Predictive maintenance is a type of maintenance that uses technology and data analysis to predict when a piece of equipment is about to break down, or is in need of service. The purpose of predictive maintenance is to prevent breakdowns and increase the lifetime of machinery by planning maintenance before a problem arises.
The market for predictive maintenance is in rapid development, as production companies seek to improve efficiency and reduce costs associated with maintenance. According to a report from MarketsandMarkets, the market for predictive maintenance is estimated to reach a value of $4.5 billion globally by 2024.

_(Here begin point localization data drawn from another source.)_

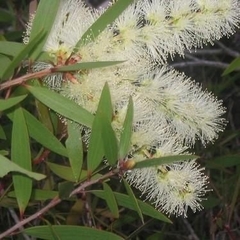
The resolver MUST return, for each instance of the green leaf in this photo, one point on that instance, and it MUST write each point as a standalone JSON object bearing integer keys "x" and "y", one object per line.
{"x": 7, "y": 166}
{"x": 21, "y": 155}
{"x": 11, "y": 48}
{"x": 234, "y": 65}
{"x": 111, "y": 201}
{"x": 38, "y": 194}
{"x": 42, "y": 135}
{"x": 65, "y": 189}
{"x": 2, "y": 135}
{"x": 150, "y": 162}
{"x": 86, "y": 65}
{"x": 43, "y": 113}
{"x": 22, "y": 54}
{"x": 5, "y": 16}
{"x": 96, "y": 148}
{"x": 68, "y": 232}
{"x": 4, "y": 63}
{"x": 43, "y": 22}
{"x": 62, "y": 105}
{"x": 125, "y": 139}
{"x": 75, "y": 149}
{"x": 134, "y": 200}
{"x": 109, "y": 140}
{"x": 103, "y": 21}
{"x": 125, "y": 201}
{"x": 10, "y": 102}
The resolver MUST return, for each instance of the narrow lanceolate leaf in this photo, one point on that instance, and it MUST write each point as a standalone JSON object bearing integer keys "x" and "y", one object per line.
{"x": 42, "y": 135}
{"x": 21, "y": 155}
{"x": 86, "y": 65}
{"x": 23, "y": 54}
{"x": 11, "y": 48}
{"x": 4, "y": 63}
{"x": 125, "y": 139}
{"x": 96, "y": 148}
{"x": 7, "y": 166}
{"x": 234, "y": 65}
{"x": 125, "y": 201}
{"x": 133, "y": 200}
{"x": 111, "y": 201}
{"x": 43, "y": 113}
{"x": 43, "y": 21}
{"x": 110, "y": 142}
{"x": 163, "y": 160}
{"x": 68, "y": 232}
{"x": 62, "y": 105}
{"x": 10, "y": 102}
{"x": 103, "y": 21}
{"x": 75, "y": 149}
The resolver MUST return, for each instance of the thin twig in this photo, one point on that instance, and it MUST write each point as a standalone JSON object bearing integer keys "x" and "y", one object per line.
{"x": 22, "y": 79}
{"x": 56, "y": 201}
{"x": 16, "y": 220}
{"x": 227, "y": 50}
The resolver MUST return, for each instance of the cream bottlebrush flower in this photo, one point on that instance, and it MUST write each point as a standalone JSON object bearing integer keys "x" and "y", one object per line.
{"x": 174, "y": 25}
{"x": 191, "y": 112}
{"x": 170, "y": 111}
{"x": 173, "y": 188}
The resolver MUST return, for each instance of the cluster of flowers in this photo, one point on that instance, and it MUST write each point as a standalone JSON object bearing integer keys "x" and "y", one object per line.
{"x": 171, "y": 111}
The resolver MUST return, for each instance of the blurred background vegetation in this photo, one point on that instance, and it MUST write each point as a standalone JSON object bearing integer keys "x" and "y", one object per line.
{"x": 220, "y": 219}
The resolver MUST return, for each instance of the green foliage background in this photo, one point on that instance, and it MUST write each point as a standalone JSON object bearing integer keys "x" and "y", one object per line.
{"x": 27, "y": 119}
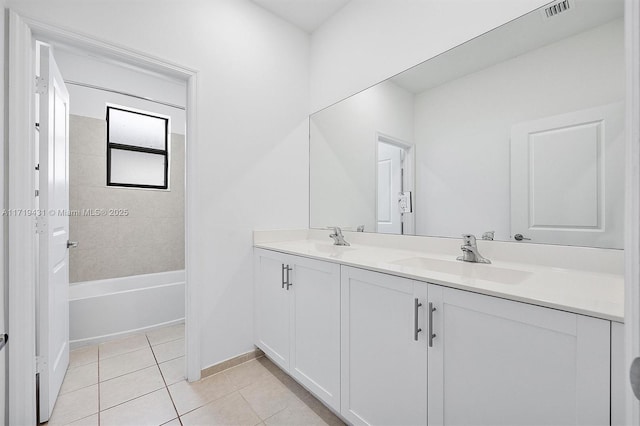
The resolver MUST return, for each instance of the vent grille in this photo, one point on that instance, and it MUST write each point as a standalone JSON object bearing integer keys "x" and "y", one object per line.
{"x": 557, "y": 8}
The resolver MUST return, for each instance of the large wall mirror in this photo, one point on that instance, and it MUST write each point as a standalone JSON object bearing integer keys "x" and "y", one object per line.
{"x": 519, "y": 131}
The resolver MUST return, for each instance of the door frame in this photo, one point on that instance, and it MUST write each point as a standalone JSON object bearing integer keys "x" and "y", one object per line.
{"x": 632, "y": 208}
{"x": 409, "y": 182}
{"x": 21, "y": 185}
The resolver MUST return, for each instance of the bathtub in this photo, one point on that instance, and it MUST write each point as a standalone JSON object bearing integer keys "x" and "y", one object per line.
{"x": 102, "y": 310}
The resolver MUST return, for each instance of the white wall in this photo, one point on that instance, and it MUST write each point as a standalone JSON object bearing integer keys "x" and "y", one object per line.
{"x": 463, "y": 127}
{"x": 87, "y": 102}
{"x": 252, "y": 125}
{"x": 368, "y": 41}
{"x": 3, "y": 260}
{"x": 343, "y": 150}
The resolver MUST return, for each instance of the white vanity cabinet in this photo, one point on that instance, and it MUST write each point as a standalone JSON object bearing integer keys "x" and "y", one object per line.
{"x": 498, "y": 362}
{"x": 381, "y": 349}
{"x": 297, "y": 319}
{"x": 384, "y": 369}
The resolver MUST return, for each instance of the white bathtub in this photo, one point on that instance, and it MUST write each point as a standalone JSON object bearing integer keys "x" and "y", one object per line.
{"x": 102, "y": 310}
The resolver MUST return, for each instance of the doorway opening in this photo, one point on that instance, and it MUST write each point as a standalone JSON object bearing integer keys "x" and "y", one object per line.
{"x": 26, "y": 186}
{"x": 394, "y": 186}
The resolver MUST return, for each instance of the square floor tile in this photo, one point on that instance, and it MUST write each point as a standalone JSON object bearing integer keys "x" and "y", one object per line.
{"x": 295, "y": 415}
{"x": 166, "y": 334}
{"x": 126, "y": 363}
{"x": 189, "y": 396}
{"x": 152, "y": 409}
{"x": 87, "y": 421}
{"x": 123, "y": 346}
{"x": 130, "y": 386}
{"x": 80, "y": 377}
{"x": 247, "y": 373}
{"x": 173, "y": 371}
{"x": 75, "y": 405}
{"x": 268, "y": 396}
{"x": 168, "y": 351}
{"x": 229, "y": 410}
{"x": 84, "y": 355}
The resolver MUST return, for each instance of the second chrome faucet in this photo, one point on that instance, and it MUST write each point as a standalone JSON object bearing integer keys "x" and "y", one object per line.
{"x": 338, "y": 238}
{"x": 470, "y": 251}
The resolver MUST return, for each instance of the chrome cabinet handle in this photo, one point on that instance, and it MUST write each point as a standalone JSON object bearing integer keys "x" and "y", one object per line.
{"x": 289, "y": 269}
{"x": 431, "y": 333}
{"x": 416, "y": 329}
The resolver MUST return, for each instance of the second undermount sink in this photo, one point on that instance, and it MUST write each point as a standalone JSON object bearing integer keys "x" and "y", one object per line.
{"x": 331, "y": 248}
{"x": 466, "y": 269}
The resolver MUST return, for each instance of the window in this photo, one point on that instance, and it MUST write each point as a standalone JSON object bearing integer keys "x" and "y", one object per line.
{"x": 137, "y": 149}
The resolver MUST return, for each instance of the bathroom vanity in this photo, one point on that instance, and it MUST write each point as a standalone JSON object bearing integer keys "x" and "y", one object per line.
{"x": 516, "y": 135}
{"x": 394, "y": 330}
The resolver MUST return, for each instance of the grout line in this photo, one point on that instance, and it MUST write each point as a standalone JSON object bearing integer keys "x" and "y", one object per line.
{"x": 99, "y": 403}
{"x": 132, "y": 399}
{"x": 251, "y": 407}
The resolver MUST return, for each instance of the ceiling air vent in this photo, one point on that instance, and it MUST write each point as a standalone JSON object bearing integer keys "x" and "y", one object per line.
{"x": 557, "y": 8}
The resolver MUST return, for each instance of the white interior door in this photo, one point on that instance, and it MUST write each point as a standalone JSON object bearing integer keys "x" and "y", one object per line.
{"x": 389, "y": 188}
{"x": 567, "y": 178}
{"x": 53, "y": 232}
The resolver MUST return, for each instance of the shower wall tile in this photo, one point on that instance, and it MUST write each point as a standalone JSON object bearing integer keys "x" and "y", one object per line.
{"x": 150, "y": 238}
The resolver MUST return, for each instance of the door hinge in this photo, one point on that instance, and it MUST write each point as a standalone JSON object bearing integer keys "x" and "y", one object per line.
{"x": 41, "y": 225}
{"x": 41, "y": 86}
{"x": 41, "y": 364}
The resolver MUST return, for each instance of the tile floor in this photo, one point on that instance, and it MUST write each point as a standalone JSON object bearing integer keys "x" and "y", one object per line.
{"x": 138, "y": 380}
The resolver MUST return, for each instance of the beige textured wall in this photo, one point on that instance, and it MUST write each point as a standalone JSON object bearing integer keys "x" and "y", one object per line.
{"x": 149, "y": 239}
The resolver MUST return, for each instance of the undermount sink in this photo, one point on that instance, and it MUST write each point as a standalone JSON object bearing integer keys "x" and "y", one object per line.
{"x": 466, "y": 269}
{"x": 331, "y": 248}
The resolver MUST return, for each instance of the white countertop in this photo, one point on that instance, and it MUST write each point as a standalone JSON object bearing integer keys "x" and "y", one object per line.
{"x": 597, "y": 294}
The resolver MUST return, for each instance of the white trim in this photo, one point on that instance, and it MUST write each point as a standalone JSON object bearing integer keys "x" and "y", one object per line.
{"x": 632, "y": 219}
{"x": 22, "y": 255}
{"x": 95, "y": 340}
{"x": 192, "y": 309}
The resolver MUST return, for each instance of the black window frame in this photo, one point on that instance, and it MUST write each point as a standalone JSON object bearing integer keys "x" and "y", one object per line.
{"x": 125, "y": 147}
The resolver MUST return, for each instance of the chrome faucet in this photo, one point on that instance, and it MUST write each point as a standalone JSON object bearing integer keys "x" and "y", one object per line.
{"x": 470, "y": 250}
{"x": 338, "y": 238}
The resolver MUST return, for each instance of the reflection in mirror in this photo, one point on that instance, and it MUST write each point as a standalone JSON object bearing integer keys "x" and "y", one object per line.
{"x": 519, "y": 131}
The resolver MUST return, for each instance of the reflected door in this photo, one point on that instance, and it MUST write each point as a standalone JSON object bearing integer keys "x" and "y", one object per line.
{"x": 389, "y": 219}
{"x": 567, "y": 178}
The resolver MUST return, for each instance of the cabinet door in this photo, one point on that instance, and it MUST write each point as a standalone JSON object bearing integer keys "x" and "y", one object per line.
{"x": 315, "y": 328}
{"x": 498, "y": 362}
{"x": 384, "y": 370}
{"x": 271, "y": 306}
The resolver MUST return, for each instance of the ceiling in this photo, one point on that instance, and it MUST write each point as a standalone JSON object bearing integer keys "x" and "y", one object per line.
{"x": 305, "y": 14}
{"x": 520, "y": 36}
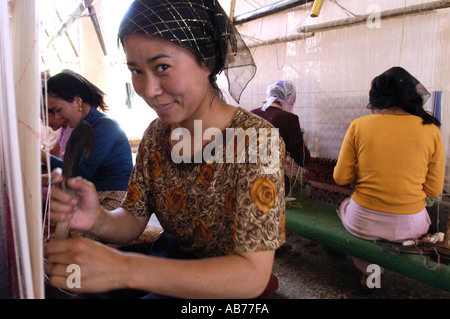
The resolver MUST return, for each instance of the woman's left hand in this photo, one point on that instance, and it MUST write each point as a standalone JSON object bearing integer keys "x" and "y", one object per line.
{"x": 83, "y": 265}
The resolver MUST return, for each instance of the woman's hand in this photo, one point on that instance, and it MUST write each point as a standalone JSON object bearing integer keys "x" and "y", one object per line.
{"x": 82, "y": 208}
{"x": 94, "y": 267}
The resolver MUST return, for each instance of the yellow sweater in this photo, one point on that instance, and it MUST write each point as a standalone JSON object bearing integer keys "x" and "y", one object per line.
{"x": 394, "y": 160}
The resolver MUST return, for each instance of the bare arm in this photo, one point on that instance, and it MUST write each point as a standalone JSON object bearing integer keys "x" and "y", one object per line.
{"x": 243, "y": 275}
{"x": 85, "y": 213}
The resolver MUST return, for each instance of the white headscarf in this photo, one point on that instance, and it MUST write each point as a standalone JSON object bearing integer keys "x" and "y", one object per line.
{"x": 283, "y": 92}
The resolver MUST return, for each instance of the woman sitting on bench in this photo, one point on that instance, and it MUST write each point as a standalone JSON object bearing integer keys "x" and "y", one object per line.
{"x": 395, "y": 158}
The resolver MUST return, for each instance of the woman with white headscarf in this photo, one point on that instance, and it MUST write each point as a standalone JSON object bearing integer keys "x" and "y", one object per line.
{"x": 277, "y": 109}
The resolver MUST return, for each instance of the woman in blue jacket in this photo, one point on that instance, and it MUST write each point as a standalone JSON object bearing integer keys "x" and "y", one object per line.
{"x": 74, "y": 99}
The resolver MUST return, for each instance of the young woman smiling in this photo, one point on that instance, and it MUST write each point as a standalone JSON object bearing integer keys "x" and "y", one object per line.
{"x": 222, "y": 221}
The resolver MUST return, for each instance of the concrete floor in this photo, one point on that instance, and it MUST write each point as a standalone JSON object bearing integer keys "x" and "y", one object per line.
{"x": 305, "y": 270}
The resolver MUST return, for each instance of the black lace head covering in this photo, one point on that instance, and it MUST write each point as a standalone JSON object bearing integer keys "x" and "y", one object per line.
{"x": 201, "y": 26}
{"x": 397, "y": 87}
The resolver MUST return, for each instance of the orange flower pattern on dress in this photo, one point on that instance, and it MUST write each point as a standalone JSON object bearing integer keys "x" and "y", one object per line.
{"x": 263, "y": 193}
{"x": 210, "y": 208}
{"x": 204, "y": 233}
{"x": 228, "y": 206}
{"x": 175, "y": 201}
{"x": 156, "y": 164}
{"x": 133, "y": 194}
{"x": 206, "y": 174}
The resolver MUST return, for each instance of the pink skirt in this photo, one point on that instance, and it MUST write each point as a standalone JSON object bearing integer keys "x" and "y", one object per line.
{"x": 373, "y": 225}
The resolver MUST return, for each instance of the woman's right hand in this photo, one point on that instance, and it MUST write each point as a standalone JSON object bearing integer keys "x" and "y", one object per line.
{"x": 82, "y": 208}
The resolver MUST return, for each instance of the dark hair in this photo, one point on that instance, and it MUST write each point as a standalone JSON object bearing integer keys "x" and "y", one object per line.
{"x": 68, "y": 84}
{"x": 396, "y": 87}
{"x": 202, "y": 27}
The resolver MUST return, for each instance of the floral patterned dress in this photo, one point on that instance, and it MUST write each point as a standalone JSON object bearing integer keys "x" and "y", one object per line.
{"x": 213, "y": 207}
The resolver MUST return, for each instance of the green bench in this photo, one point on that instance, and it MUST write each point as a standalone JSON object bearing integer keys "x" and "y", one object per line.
{"x": 319, "y": 222}
{"x": 314, "y": 217}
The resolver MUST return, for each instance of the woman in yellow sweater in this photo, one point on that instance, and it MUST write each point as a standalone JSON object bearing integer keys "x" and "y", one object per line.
{"x": 395, "y": 158}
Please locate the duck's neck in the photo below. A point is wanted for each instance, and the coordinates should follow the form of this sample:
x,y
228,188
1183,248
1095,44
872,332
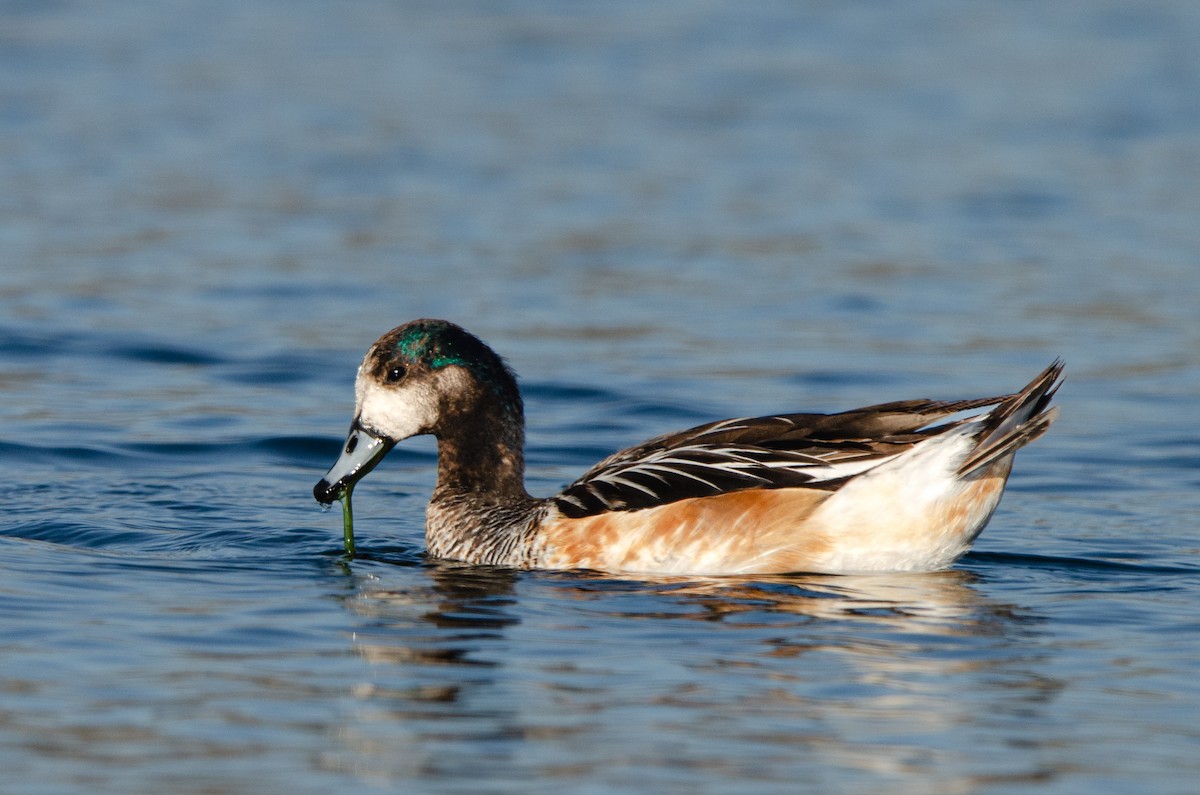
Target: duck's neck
x,y
483,453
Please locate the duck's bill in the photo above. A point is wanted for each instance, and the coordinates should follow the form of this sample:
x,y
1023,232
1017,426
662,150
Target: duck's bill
x,y
360,454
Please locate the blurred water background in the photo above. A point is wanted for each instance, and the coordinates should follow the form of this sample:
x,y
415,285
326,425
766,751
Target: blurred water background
x,y
661,214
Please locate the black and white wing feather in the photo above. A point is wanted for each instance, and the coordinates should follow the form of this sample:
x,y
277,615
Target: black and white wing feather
x,y
809,450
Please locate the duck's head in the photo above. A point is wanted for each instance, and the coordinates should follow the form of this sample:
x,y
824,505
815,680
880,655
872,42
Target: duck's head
x,y
427,376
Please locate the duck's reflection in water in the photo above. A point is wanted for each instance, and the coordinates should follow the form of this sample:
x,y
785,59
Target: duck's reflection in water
x,y
537,673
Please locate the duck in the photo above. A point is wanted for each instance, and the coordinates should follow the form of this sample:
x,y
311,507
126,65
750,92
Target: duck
x,y
895,486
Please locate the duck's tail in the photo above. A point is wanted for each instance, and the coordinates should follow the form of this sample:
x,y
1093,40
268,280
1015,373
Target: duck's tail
x,y
1017,420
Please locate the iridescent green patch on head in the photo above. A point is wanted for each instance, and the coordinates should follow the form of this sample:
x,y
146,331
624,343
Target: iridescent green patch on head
x,y
438,344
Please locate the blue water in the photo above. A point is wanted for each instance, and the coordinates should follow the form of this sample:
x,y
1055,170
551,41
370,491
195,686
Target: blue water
x,y
661,214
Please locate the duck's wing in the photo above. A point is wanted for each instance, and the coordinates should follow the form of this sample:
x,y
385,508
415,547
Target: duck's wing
x,y
786,450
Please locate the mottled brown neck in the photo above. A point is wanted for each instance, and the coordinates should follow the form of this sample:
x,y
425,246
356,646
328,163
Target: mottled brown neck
x,y
481,450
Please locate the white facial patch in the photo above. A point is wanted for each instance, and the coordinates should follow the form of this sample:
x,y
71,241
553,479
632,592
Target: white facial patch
x,y
406,410
396,412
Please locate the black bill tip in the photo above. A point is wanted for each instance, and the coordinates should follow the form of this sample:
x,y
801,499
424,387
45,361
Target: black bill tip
x,y
327,492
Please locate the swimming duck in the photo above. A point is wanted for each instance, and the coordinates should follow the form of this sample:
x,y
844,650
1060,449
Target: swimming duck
x,y
877,489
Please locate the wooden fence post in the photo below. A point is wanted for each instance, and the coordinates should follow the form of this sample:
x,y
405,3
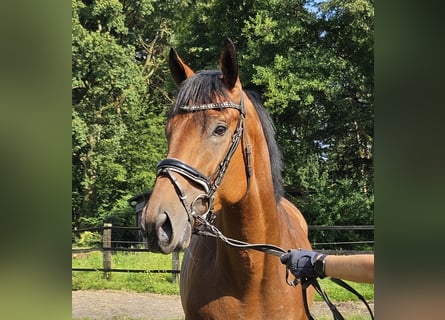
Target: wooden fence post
x,y
175,266
106,246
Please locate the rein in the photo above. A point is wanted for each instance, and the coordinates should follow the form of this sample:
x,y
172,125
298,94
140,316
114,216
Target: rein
x,y
213,231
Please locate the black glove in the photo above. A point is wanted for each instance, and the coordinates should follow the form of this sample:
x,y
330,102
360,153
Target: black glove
x,y
301,263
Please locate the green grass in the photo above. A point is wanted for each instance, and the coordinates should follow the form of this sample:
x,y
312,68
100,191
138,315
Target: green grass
x,y
162,282
337,293
138,282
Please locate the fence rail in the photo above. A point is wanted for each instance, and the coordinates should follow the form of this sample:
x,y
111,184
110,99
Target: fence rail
x,y
107,248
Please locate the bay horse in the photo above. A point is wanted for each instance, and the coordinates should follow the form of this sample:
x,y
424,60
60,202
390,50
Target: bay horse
x,y
223,164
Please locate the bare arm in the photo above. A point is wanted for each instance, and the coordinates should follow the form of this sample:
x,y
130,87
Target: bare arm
x,y
357,268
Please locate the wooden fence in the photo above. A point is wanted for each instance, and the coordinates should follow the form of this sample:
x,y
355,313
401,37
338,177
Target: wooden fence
x,y
107,249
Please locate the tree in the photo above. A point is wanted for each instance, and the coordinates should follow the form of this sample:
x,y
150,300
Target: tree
x,y
313,63
118,71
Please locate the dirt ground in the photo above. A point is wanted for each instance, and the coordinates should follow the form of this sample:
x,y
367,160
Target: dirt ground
x,y
116,305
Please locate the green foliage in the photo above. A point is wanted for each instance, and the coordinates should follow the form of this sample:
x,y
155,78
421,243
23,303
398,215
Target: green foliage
x,y
88,239
117,106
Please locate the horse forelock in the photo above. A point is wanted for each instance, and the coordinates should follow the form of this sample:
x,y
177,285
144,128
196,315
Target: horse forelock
x,y
203,88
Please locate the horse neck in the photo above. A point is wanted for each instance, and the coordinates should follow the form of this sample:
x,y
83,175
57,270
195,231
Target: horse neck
x,y
254,218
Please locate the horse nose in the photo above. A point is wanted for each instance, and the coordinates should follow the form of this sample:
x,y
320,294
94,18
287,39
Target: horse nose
x,y
164,229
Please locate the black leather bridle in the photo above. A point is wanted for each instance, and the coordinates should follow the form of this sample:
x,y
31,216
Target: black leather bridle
x,y
169,166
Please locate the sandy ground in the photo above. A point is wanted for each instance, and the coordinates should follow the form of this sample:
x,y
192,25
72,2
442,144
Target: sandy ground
x,y
113,304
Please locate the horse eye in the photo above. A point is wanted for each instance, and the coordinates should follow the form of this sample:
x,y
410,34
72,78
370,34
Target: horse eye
x,y
220,130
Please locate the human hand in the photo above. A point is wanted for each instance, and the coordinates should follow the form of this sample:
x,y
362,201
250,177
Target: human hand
x,y
301,263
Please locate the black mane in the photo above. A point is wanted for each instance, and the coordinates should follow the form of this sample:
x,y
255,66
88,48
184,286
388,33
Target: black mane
x,y
203,87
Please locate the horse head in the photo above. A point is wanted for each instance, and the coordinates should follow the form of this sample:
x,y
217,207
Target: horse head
x,y
204,130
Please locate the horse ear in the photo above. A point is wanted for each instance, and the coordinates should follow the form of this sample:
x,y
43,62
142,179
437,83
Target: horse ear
x,y
228,63
179,70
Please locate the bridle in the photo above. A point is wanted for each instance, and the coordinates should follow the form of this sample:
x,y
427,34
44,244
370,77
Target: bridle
x,y
210,184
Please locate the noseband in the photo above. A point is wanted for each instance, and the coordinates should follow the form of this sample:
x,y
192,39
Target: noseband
x,y
210,184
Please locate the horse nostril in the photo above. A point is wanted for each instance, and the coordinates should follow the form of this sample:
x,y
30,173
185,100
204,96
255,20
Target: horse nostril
x,y
164,228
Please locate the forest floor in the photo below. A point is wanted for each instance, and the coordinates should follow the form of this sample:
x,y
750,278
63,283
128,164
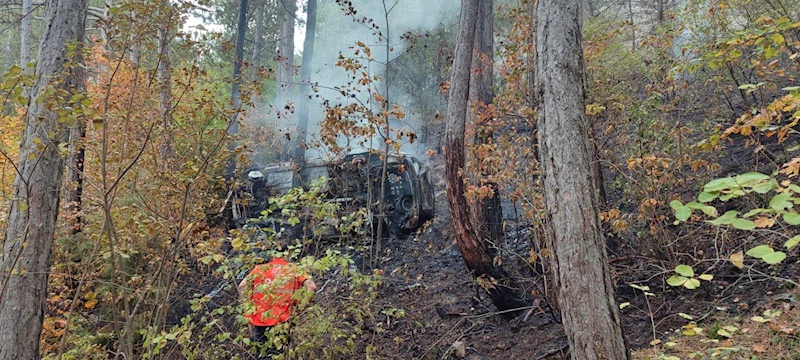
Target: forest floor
x,y
447,315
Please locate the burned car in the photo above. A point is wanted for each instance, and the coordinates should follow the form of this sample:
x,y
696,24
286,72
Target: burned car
x,y
353,181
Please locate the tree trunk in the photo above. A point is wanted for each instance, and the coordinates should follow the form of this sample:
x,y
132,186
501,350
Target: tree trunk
x,y
165,80
133,50
487,215
258,41
73,196
25,262
286,9
236,79
25,34
305,76
473,250
582,276
633,26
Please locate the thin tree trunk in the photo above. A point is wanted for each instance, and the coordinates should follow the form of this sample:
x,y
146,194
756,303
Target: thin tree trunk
x,y
258,41
487,214
25,34
585,290
305,76
25,262
133,51
165,80
473,250
286,9
236,79
73,196
633,25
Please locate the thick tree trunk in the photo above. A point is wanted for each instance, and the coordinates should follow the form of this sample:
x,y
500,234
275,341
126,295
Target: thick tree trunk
x,y
305,76
473,250
25,262
487,215
166,147
585,290
286,9
236,79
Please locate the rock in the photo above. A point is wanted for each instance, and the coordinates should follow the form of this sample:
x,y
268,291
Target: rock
x,y
459,349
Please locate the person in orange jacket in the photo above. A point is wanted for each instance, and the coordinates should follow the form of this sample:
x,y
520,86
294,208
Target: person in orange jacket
x,y
271,287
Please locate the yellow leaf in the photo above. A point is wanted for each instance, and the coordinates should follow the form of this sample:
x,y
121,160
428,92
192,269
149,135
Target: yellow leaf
x,y
90,304
737,259
237,243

One of the most effective methods when doing predictive maintenance is condition monitoring, where machines are monitored using sensors and data analysis. This can save production companies large sums by preventing breakdowns and thereby reduce production downtime. Condition monitoring makes it possible to identify potential problems at an early stage, so that maintenance can be planned for a low-activity period, further reducing maintenance costs.
Vibration analysis is a well-known practice within predictive maintenance. It makes it possible to detect faults such as component wear, misalignment or loose parts before they transition to bigger problems. For many years, vibration analysis has been done manually and on-premise, but it is now possible to send vibration data continously to the cloud for analysis. This evolution in technology makes it possible to monitor equipment conditions over long ranges, and it thereby saves costs on vibration experts and technician visits.
All in all, predictive maintenance can be a valuable investment for production companies, as it can help prevent expensive breakdowns and increase equipment lifetime. By applying new technologies such as AI for vibration analysis and IoT for data collection, and then pushing the result to a cloud-based platform, maintenance managers and technicians can save time and costs in their daily workflow, and thereby increase their productivity and efficiency.